Wizards vs. Jazz: Washington has no answers in blowout loss at Utah
By Michael Lee,
SALT LAKE CITY — The Washington Wizards’ JaVale McGee lost the ball and quickly sprinted back on defense in an attempt to and track down Utah Jazz forward Paul Millsap. As Millsap made his move to the basket, McGee jumped to contest the shot, raising his arms to return it to sender.
McGee’s no-look defense proved to be effective for part of the play, but Millsap quickly recovered the carom and tossed the ball to Gordon Hayward in the corner for a wide-open three-pointer that put the Jazz ahead by 18 points in the third quarter on Friday night. Even on one of the rare occasions that the Wizards attempted to play some defense in their 114-100 loss to the Jazz, they found a way to break down in the end.
“It was definitely a deflating,” McGee said. “It made our hopes come down a little bit.”

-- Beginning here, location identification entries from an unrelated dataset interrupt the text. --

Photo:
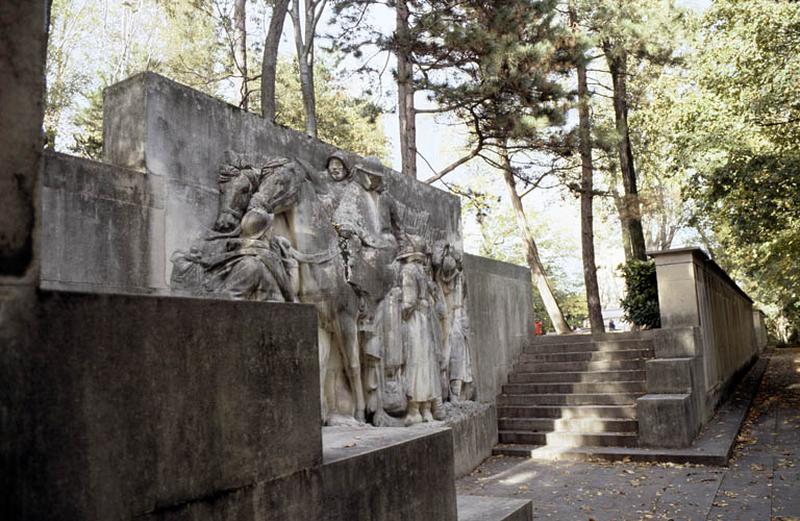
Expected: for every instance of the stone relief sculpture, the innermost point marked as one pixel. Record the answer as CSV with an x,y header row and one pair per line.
x,y
393,328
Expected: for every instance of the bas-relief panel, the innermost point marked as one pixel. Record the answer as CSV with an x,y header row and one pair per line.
x,y
388,286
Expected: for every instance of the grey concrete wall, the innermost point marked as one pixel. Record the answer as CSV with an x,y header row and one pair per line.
x,y
706,342
122,406
389,474
474,436
23,49
102,227
501,320
170,131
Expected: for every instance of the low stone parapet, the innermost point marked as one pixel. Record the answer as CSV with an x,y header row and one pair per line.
x,y
706,343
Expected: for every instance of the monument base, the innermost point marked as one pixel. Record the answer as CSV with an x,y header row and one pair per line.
x,y
388,474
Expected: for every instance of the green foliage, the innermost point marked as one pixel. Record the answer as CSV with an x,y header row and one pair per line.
x,y
641,294
184,40
345,121
738,130
88,141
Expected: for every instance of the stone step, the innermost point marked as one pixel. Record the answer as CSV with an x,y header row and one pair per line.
x,y
636,364
615,345
567,339
572,425
482,508
569,439
587,356
580,388
578,377
570,412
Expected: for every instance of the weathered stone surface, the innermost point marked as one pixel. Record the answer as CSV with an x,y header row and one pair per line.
x,y
667,420
501,320
23,48
120,406
671,375
677,342
474,435
707,343
481,508
102,227
158,126
391,474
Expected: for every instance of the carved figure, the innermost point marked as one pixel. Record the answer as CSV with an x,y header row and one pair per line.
x,y
451,280
421,371
396,323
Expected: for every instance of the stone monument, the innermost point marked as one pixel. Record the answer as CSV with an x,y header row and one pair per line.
x,y
393,332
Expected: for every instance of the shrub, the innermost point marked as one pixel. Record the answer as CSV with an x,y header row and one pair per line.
x,y
641,294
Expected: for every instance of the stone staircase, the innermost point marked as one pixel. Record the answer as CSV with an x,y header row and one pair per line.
x,y
574,391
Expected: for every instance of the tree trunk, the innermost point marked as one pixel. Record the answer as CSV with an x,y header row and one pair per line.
x,y
587,197
405,93
270,63
617,65
240,50
532,252
304,44
622,212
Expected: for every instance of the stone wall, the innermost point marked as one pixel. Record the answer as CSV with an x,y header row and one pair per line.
x,y
103,227
23,47
154,125
706,342
501,320
129,406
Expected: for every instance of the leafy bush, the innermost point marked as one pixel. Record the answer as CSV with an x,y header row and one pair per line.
x,y
641,294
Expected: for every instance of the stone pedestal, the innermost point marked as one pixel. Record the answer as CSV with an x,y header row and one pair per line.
x,y
131,406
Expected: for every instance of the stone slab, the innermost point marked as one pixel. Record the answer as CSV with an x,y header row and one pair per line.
x,y
671,375
501,320
388,474
474,429
103,227
155,125
483,508
23,52
118,406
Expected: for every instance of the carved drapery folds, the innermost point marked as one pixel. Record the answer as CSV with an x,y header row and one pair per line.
x,y
393,326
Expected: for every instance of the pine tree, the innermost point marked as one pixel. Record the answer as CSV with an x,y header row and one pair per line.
x,y
497,66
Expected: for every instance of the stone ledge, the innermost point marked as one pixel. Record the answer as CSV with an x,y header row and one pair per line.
x,y
388,473
483,508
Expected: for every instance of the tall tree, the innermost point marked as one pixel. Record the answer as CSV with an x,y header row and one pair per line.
x,y
627,33
269,62
305,23
739,133
587,186
406,109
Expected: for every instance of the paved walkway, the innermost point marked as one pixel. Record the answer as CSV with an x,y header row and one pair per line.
x,y
761,483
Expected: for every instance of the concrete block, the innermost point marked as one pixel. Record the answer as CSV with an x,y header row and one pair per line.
x,y
671,375
102,227
155,125
125,406
23,50
678,342
474,436
666,420
501,320
388,474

It wasn’t until the Wizards found themselves down by 28 a few minutes later that they decided to make a rally that included a few jaw-dropping plays. But it was much too late in a game that wasn’t nearly as close as the score would suggest.
Through the first four games of this five-game trip, the Wizards have yet to play a truly competitive contest. They defeated Detroit and Portland by a total of 36 points before losing their past two games to the Los Angeles Clippers and the Jazz by a combined 32. The Wizards collapsed from fatigue in the fourth quarter of their loss in Los Angeles on Wednesday, but against the Jazz, they surrendered to a second-quarter barrage by Al Jefferson, who scored 14 straight points and 16 out of 20 overall to help the Jazz build a 12-point lead at the break.
“He made some great shots and I wasn’t as aggressive as I should’ve been on defense and we paid for it,” McGee said after scoring 15 points and grabbing just six rebounds in just less than 25 minutes.
Jefferson, who played for Wizards Coach Randy Wittman in Minnesota, scored in a variety of ways, hitting a couple of jump hooks over Kevin Seraphin, burying pull-up jumpers and cutting to the basket for easy dunks. He ended the half by shooting a floater in the lane that barely grazed the bottom of the backboard, but he quickly caught it and put it in off the glass as time expired.
Jefferson had 26 of his game-high 34 points by halftime and he also finished with 12 rebounds for the Jazz (15-14), which had lost five of six entering the game but shot 52.8 percent from the field had five players score in double figures.
“We didn’t have any fight against him,” Wittman said. “He caught it and did whatever he wanted to do with the ball. And we didn’t really seem to let it bother us in that first half. I coached that guy, so I know what he can do and I tried to tell JaVale, ‘You’ve got to fight.’ ”
McGee tried to responded on the offensive end, but Wittman eventually leaned heavily on Seraphin and rookie Jan Vesely in the second half to help contain Jefferson. But in focusing all of their attention on Jefferson, the Wizards opened up opportunities for the rest of the Jazz players to score, which they did, outscoring the Wizards 38-28 in the third quarter.
Utah made four of its five three-pointers in the third period, extending the lead to 92-64 when Harris made a shot from long distance and Jefferson followed with a jumper. The Jazz reached triple digits by the end of the third quarter, taking a 100-78 lead into the final period.
“When you get scrambling around, and you have to scramble to get a guy cooled down. They swung it around and made some shots,” Wittman said. “We have to do a better job of when a guy gets going, step up to the plate, get a little [angry] about what’s going on and fight the guy.”
John Wall had 24 points and Jordan Crawford had 21 for the Wizards (7-24), who dropped to 3-12 away from Verizon Center. The duo was alone on a fast break when Crawford tossed an underhand lob to Wall for a two-hand dunk. The theatrics may have been ill-timed considering it brought the Wizards within 20, but the dunk was part of a run that helped the team eventually cut a huge deficit to 104-90 with 6 minutes 52 seconds remaining in the fourth quarter.
“I think we didn’t start strong from the beginning. After that, we tried to get back but I think we didn’t have enough energy to win the game,” said Vesely, who matched his season-high with 10 points but wasn’t pleased afterward. “I mean, if I play good and we lost, it’s not satisfying. I’m happy if we win.”
They will need to defeat Phoenix on Monday in order to record the first winning record on a road trip of at least five games in nearly seven years. Wall wouldn’t have a problem if the trend lopsided games continues on this trip.
“Yeah, just try to make the last one a blowout for us. We 2-2, you want the last one to end up better on your terms,” Wall said.